Etude d’impact truquée
« Retraites : une étude
d’impact truquée, nous publions les chiffres corrigés » est le titre d’un
communiqué du collectif « Nos retraites » daté du 25 janvier (2). Pour
le collectif, qui a épluché l’étude de près de mille pages, les cas types
présentés pour rendre compte de l’impact de la réforme ne sont pas
objectivement sélectionnés et les résultats sont délibérément faussés. Dans les
comparaisons entre le système actuel et le système à points, les résultats de
ce dernier sont calculés avec un âge d’équilibre « gelé » à 65 ans.

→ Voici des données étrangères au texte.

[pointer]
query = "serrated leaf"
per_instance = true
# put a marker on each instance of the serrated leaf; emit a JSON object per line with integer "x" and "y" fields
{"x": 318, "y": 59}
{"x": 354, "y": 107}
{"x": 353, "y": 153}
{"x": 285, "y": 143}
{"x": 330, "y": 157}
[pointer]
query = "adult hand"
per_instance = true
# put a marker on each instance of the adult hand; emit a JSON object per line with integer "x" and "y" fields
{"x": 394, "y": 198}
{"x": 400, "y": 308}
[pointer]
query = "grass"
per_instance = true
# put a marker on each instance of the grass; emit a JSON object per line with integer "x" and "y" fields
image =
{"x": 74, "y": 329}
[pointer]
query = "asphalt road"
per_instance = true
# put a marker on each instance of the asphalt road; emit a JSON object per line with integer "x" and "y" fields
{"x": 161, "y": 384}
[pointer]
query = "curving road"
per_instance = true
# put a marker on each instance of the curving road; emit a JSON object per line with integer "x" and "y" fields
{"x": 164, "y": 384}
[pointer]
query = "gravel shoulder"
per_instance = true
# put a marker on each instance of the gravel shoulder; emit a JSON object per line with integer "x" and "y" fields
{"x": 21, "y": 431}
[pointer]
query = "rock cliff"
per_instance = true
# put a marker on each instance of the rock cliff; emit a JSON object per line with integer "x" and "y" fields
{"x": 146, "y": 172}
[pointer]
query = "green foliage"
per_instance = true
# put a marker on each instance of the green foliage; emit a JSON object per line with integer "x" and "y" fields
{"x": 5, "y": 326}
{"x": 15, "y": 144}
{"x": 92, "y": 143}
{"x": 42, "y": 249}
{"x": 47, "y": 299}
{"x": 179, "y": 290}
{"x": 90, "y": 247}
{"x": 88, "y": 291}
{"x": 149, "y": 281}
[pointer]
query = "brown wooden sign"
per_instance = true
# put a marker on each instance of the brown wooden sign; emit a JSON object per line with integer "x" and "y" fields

Or le projet de loi indique (article 10) que l’âge d’équilibre du SUR sera amené à
évoluer (à la hausse) d’une génération à l’autre (par défaut, de l’équivalent
des deux tiers des gains de vie de la génération en question). Ainsi, pour la
génération 1990 (personnes âgées de 30 ans en 2020), sur les 28 cas présentés
par l’exécutif, 21 situations seraient avantageuses pour les personnes prenant
leur retraite à 64 ans. En réalité, avec des calculs corrects, les montants des
pensions doivent être corrigés de - 7% et le nombre de
situations avantageuses tombe à 10.
Avec le système à point
projeté : - les femmes et les enfants sont les grands perdants, en
particulier en cas de départ en retraite avant l’âge d’équilibre : - les
employé(e)s perdent beaucoup plus que les cadres supérieur(e)s.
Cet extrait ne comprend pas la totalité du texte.